ARM64 Page Tables
TTBR0/TTBR1, translation granules, PTE format, and ASID
ARM64's MMU uses a two-register design to handle user and kernel address spaces independently. This page covers the hardware page table walk, how Linux structures its page table types, the PTE bit layout, ASID-based TLB management, and Stage 2 translation for KVM.
Two TTBRs: user and kernel address spaces
ARM64 splits the virtual address space at the midpoint using the top bit of the virtual address. Two translation base registers tell the MMU where to start the walk:
| Register | Address range | Used for |
|---|---|---|
TTBR0_EL1 |
[0, 2^VA_BITS) — low addresses |
User space (per-process) |
TTBR1_EL1 |
[2^64 - 2^VA_BITS, 2^64) — high addresses |
Kernel (global) |
With the default VA_BITS=48, user space occupies [0, 0x0000_FFFF_FFFF_FFFF] and the kernel occupies [0xFFFF_0000_0000_0000, 0xFFFF_FFFF_FFFF_FFFF]. The top bit (bit 63) of a virtual address selects the register: bit 63 = 0 uses TTBR0, bit 63 = 1 uses TTBR1. Any address with bits between VA_BITS-1 and 63 not all matching (i.e., not properly sign-extended) causes a Translation Fault.
52-bit VA (optional): ARMv8.7+ supports 52-bit virtual addresses (VA_BITS=52) with CONFIG_ARM64_VA_BITS_52. This still uses 4 translation levels (not 5); the extra bits come from widening the Level 0 index field.

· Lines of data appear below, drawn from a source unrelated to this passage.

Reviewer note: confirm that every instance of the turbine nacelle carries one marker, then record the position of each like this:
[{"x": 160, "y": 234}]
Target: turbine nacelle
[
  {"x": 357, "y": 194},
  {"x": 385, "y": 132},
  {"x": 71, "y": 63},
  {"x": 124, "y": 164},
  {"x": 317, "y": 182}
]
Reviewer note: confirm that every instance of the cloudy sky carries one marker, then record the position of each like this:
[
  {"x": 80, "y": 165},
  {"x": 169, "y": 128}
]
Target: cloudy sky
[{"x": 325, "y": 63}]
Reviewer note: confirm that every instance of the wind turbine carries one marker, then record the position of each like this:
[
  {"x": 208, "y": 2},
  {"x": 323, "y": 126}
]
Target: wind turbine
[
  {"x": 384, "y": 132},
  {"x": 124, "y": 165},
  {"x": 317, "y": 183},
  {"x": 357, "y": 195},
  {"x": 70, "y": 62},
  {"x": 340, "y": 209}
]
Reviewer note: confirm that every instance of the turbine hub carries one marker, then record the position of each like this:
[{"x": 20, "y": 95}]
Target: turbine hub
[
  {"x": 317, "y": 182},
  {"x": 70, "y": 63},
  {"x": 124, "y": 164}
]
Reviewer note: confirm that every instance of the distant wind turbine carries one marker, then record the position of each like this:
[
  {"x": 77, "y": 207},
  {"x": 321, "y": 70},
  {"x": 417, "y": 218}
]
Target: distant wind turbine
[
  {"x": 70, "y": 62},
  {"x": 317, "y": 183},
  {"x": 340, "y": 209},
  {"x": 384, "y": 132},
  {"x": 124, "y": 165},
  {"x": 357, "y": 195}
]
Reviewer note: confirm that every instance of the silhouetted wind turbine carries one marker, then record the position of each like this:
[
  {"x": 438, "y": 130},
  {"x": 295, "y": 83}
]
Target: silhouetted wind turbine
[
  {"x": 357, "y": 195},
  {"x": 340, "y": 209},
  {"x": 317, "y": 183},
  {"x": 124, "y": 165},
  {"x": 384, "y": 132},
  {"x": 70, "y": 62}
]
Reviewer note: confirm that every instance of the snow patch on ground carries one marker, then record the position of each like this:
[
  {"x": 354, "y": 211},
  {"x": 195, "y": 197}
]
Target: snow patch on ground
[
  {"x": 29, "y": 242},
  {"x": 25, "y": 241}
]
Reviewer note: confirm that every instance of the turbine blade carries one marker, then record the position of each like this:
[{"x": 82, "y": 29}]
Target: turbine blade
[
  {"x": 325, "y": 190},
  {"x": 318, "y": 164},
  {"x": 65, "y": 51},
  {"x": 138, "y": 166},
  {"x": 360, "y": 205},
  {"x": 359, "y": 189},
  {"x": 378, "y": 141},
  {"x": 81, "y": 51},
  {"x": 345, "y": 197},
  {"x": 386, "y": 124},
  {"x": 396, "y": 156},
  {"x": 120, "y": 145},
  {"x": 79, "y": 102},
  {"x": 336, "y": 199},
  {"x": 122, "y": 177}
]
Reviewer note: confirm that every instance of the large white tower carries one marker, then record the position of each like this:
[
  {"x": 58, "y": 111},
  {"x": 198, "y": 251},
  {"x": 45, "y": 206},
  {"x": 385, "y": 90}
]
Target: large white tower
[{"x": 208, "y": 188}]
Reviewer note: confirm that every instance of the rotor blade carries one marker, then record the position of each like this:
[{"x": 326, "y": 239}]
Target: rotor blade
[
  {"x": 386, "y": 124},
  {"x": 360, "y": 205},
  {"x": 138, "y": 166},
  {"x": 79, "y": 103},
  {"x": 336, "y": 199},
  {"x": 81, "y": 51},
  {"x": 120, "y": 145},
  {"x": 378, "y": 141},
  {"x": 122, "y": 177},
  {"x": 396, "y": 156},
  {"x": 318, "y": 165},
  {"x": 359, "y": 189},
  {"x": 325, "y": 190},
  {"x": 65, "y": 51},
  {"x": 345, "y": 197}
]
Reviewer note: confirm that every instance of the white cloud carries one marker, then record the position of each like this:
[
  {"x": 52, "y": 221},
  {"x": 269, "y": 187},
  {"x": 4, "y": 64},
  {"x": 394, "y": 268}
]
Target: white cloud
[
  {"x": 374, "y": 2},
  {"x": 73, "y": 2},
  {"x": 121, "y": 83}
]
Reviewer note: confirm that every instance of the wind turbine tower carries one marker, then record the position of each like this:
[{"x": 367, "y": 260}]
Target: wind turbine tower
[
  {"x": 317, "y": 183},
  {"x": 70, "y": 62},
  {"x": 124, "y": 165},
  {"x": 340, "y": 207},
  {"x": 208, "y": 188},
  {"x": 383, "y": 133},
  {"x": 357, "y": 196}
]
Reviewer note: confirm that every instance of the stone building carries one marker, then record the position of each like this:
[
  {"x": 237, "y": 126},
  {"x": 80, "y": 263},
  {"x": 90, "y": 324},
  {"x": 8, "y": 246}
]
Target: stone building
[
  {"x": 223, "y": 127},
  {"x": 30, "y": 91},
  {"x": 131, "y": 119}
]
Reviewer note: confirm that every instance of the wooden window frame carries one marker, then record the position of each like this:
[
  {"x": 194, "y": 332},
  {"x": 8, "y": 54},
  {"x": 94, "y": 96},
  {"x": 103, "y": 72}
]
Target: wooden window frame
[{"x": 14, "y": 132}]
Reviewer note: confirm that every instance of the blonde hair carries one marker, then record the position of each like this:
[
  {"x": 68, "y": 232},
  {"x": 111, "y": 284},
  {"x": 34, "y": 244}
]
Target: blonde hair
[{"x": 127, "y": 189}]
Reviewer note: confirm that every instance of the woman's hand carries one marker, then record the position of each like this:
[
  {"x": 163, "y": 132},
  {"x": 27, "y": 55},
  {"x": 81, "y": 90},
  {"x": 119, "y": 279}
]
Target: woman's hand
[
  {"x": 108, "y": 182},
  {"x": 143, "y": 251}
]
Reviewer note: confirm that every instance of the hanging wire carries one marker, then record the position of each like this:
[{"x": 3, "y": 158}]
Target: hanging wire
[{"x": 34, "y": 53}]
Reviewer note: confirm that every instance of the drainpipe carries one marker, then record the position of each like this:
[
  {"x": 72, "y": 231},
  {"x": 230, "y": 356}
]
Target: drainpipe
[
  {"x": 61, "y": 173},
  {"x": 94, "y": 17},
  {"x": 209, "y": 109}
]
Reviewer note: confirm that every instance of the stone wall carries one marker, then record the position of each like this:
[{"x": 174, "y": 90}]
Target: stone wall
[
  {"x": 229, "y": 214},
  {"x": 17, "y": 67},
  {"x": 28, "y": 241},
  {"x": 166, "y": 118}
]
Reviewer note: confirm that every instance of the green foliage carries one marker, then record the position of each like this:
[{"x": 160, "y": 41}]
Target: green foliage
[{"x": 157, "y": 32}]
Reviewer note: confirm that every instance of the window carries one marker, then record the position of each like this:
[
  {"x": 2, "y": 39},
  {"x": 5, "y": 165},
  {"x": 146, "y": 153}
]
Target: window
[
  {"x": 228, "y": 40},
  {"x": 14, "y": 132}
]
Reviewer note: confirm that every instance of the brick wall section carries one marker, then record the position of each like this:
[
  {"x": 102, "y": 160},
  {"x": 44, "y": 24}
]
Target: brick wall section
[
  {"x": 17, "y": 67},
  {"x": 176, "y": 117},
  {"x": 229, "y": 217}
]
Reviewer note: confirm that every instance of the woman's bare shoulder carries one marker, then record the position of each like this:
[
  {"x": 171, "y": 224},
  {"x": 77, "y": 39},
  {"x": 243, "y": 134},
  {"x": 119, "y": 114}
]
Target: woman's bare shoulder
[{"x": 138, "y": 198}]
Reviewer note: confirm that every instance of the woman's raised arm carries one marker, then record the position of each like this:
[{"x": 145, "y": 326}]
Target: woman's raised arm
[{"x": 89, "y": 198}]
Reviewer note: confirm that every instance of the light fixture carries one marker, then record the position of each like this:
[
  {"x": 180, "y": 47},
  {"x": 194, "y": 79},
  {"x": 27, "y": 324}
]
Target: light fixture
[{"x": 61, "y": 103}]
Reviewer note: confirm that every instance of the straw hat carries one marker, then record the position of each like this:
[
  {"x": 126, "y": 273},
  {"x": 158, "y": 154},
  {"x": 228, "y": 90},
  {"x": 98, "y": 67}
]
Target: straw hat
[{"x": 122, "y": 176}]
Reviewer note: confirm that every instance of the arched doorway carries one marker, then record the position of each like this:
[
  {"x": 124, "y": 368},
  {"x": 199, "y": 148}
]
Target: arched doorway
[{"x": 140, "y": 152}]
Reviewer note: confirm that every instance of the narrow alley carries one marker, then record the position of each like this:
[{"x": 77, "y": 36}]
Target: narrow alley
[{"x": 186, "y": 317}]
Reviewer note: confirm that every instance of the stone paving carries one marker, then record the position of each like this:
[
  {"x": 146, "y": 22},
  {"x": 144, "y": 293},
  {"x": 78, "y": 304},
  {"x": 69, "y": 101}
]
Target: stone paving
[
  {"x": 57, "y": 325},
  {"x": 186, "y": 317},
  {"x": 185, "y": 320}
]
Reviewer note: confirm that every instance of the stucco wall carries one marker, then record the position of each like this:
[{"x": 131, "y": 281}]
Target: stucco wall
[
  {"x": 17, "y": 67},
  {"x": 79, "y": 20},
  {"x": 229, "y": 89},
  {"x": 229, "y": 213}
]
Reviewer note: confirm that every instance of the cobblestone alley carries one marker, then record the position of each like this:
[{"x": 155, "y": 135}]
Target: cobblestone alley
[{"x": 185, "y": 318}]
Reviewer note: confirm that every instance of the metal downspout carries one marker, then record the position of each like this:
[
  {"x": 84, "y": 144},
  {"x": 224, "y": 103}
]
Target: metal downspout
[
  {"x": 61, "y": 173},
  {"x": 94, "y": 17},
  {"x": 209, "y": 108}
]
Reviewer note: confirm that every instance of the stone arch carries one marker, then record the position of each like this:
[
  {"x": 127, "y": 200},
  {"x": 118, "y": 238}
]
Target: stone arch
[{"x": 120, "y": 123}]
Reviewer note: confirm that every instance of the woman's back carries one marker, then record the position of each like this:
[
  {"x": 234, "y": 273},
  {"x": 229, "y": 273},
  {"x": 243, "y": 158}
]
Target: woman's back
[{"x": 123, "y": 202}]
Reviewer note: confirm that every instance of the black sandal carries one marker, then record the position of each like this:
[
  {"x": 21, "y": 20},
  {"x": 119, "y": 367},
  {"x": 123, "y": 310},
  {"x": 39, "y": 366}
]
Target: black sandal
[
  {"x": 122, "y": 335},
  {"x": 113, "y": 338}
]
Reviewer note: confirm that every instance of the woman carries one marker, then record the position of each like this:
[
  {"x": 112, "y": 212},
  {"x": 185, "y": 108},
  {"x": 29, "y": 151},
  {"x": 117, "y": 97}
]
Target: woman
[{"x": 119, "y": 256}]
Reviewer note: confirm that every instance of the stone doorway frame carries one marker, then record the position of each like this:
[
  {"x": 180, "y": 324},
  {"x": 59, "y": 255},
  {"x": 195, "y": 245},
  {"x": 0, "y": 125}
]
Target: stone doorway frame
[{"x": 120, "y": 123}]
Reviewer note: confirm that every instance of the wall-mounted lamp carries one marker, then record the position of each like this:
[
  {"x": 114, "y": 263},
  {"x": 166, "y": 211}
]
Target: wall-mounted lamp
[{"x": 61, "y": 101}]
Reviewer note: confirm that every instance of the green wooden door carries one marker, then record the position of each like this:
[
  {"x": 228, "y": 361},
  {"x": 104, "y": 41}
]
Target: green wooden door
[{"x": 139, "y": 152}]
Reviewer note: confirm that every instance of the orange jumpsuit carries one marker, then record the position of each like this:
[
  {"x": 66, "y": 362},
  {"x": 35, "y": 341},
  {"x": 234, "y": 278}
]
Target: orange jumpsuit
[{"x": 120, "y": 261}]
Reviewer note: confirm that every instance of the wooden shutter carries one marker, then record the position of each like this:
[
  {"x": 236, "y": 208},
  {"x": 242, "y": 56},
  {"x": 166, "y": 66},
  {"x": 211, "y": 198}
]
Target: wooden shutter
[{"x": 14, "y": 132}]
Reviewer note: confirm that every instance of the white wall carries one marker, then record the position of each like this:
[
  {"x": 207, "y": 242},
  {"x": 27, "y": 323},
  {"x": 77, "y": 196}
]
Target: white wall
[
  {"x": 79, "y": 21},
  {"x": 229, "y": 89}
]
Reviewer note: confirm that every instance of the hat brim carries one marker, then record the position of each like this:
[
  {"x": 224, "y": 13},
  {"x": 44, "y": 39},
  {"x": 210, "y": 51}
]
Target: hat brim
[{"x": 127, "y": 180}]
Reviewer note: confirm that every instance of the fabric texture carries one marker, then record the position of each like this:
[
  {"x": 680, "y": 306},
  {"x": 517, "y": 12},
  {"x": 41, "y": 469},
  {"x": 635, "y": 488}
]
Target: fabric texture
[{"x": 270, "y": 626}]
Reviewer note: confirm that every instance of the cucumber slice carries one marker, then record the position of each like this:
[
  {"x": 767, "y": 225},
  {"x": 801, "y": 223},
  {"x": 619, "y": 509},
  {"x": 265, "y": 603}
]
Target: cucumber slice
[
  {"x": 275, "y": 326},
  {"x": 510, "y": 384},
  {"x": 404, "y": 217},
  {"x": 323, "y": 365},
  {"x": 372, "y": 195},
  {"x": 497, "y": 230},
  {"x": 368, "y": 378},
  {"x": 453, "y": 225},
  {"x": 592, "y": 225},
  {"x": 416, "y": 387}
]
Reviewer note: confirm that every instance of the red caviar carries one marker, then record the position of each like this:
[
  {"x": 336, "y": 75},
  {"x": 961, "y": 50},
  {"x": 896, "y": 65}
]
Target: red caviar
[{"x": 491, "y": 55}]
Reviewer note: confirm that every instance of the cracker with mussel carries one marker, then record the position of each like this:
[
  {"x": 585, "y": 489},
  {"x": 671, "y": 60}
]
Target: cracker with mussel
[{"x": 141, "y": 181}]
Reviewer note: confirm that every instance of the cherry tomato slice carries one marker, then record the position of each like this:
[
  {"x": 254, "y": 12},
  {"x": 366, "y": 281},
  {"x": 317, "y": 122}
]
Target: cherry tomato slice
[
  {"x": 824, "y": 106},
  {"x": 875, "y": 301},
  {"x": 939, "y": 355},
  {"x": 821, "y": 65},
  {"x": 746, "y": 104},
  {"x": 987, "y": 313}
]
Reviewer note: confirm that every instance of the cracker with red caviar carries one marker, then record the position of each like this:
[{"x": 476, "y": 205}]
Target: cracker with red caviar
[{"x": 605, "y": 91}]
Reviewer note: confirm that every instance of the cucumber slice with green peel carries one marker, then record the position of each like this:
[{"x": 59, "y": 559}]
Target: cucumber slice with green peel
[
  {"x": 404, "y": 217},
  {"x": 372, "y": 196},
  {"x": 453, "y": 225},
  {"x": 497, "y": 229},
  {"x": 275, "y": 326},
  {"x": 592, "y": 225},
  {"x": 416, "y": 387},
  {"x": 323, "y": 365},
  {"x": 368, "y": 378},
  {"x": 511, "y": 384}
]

This extends the user and kernel ranges to 4PB each. Most production configs still use 48-bit.
On context switch, the kernel writes the new process's PGD physical address into TTBR0_EL1. The ASID (see below) is packed into bits [63:48] of TTBR0_EL1 at the same time. TTBR1_EL1 is set once at boot and never changes.
/* arch/arm64/include/asm/mmu_context.h */
static inline void cpu_switch_mm(pgd_t *pgd, struct mm_struct *mm)
{
BUG_ON(pgd == swapper_pg_dir);
cpu_set_reserved_ttbr0();
/* ASID packed in mm->context.id; cpu_do_switch_mm writes TTBR0_EL1
* with the new PGD PA and ASID together — no TLB flush needed when
* switching to a different ASID (that is the whole point of ASIDs). */
cpu_do_switch_mm(virt_to_phys(pgd), mm);
}
Translation granules
The translation granule is the base page size. ARM64 supports three granule sizes, each changing the number of levels needed and the size of each level's table:
| Granule | Page size | Levels (48-bit VA) | Notes |
|---|---|---|---|
| 4KB | 4KB | 4 (L0→L1→L2→L3) | Most common; default in Linux |
| 16KB | 16KB | 4 (L0→L1→L2→L3) | Apple Silicon uses this |
| 64KB | 64KB | 3 (L1→L2→L3) | Fewer levels; large contiguous TLB entries |
The granule is selected by TCR_EL1.TG0 (for TTBR0) and TCR_EL1.TG1 (for TTBR1).
4KB granule: level coverage (48-bit VA)
With a 4KB granule each page table is exactly one 4KB page containing 512 8-byte entries (9 index bits per level):
Level Index bits Entries Coverage per entry
───── ────────── ─────── ──────────────────
L0 [47:39] 512 512 GB
L1 [38:30] 512 1 GB
L2 [29:21] 512 2 MB (block descriptor = huge page)
L3 [20:12] 512 4 KB (page descriptor = normal page)
────
Page offset [11:0] — 4 KB
The 4-level page table walk (48-bit VA, 4KB granule)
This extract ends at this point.